Keine Frage, Forbes hat sich alle Mühe gegeben, sein Erstlingswerk zu übertreffen. Mehr Action, mehr Dramatik, völlig neue, schier unbesiegbar erscheinende Feinde - »The Words of Making« macht in so mancher Hinsicht ziemliche Steigerungen durch. Schade nur, dass dies nicht für den Gesamteindruck gilt, den das Buch hinterlässt. Forbes hätte sich lieber auf die Stärken von »The Amber Wizard« konzentrieren und diese konsequent weiterführen sollen, statt sich zu bemühen, eine noch größere und bombastischere Story zu erschaffen. Das wäre nicht nötig gewesen (und ist auch nur in Teilen wirklich gelungen).

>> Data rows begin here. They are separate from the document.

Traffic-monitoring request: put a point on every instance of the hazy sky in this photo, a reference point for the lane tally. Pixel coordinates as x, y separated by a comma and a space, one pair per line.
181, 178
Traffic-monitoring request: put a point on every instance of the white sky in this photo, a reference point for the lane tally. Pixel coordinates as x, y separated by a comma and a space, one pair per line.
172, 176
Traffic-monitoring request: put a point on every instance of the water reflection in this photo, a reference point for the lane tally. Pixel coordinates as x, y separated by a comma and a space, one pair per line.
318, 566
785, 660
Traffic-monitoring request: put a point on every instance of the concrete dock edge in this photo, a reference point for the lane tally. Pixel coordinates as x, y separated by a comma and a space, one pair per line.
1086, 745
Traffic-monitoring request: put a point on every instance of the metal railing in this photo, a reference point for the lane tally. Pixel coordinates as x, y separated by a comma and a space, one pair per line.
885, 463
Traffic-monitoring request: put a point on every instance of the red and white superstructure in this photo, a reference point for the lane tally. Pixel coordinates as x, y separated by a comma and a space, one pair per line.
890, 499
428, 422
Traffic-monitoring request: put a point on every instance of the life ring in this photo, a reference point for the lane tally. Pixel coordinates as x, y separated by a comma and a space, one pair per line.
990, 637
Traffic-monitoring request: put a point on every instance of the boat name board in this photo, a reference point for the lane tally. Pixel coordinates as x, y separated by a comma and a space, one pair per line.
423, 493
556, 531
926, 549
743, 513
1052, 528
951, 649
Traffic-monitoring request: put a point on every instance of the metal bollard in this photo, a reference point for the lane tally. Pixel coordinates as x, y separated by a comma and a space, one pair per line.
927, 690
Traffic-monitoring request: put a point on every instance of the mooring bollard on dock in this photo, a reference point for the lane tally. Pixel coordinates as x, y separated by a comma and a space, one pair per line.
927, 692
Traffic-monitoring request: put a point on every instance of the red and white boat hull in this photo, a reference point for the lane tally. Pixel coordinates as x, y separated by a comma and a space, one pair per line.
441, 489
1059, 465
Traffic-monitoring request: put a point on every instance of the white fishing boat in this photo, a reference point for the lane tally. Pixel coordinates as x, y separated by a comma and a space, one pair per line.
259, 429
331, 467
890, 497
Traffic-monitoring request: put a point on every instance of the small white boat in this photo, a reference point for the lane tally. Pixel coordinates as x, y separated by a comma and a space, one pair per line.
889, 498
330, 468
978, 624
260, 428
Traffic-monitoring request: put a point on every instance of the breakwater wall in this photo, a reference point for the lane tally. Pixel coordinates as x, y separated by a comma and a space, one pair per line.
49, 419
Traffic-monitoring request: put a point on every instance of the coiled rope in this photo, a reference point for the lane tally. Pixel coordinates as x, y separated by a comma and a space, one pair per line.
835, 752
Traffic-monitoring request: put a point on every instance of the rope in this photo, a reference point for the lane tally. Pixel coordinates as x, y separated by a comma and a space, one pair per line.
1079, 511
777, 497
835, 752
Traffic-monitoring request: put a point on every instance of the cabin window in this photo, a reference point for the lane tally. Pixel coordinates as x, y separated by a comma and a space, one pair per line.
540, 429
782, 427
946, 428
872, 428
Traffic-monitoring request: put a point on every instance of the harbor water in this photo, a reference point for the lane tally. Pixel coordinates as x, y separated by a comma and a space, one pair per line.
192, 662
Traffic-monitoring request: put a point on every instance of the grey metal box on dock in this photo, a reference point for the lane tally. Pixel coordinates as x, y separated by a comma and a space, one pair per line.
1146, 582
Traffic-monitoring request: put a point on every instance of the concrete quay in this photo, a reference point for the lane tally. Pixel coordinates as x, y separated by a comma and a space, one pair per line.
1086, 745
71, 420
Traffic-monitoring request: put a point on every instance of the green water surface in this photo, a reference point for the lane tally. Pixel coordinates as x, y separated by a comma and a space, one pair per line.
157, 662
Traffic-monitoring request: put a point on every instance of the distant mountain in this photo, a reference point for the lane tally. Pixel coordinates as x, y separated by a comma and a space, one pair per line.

»The Words of Making« ist ein durchschnittlicher Fantasyroman, der zwar zu unterhalten weiß, seinem Vorgänger aber nur zu Beginn wirklich das Wasser reichen kann. Was nicht bedeuten soll, das Buch wäre schlecht; etwas wirklich Besonderes, das man unbedingt gelesen haben sollte, ist er allerdings auch nicht. Wer aber ein Fan von Markus Heitz' »Ulldart«-Romanen ist, sollte sich Forbes Werk durchaus zu Gemüte führen.

2009 soll der dritte Teil der Saga erscheinen. Ich bin mal gespannt, ob Forbes mit diesem wieder an alte Größe anknüpfen kann.


Der Roman erscheint voraussichtlich im April 2009 unter dem Titel »Die Worte der Schöpfung« bei Blanvalet in deutscher Erstausgabe.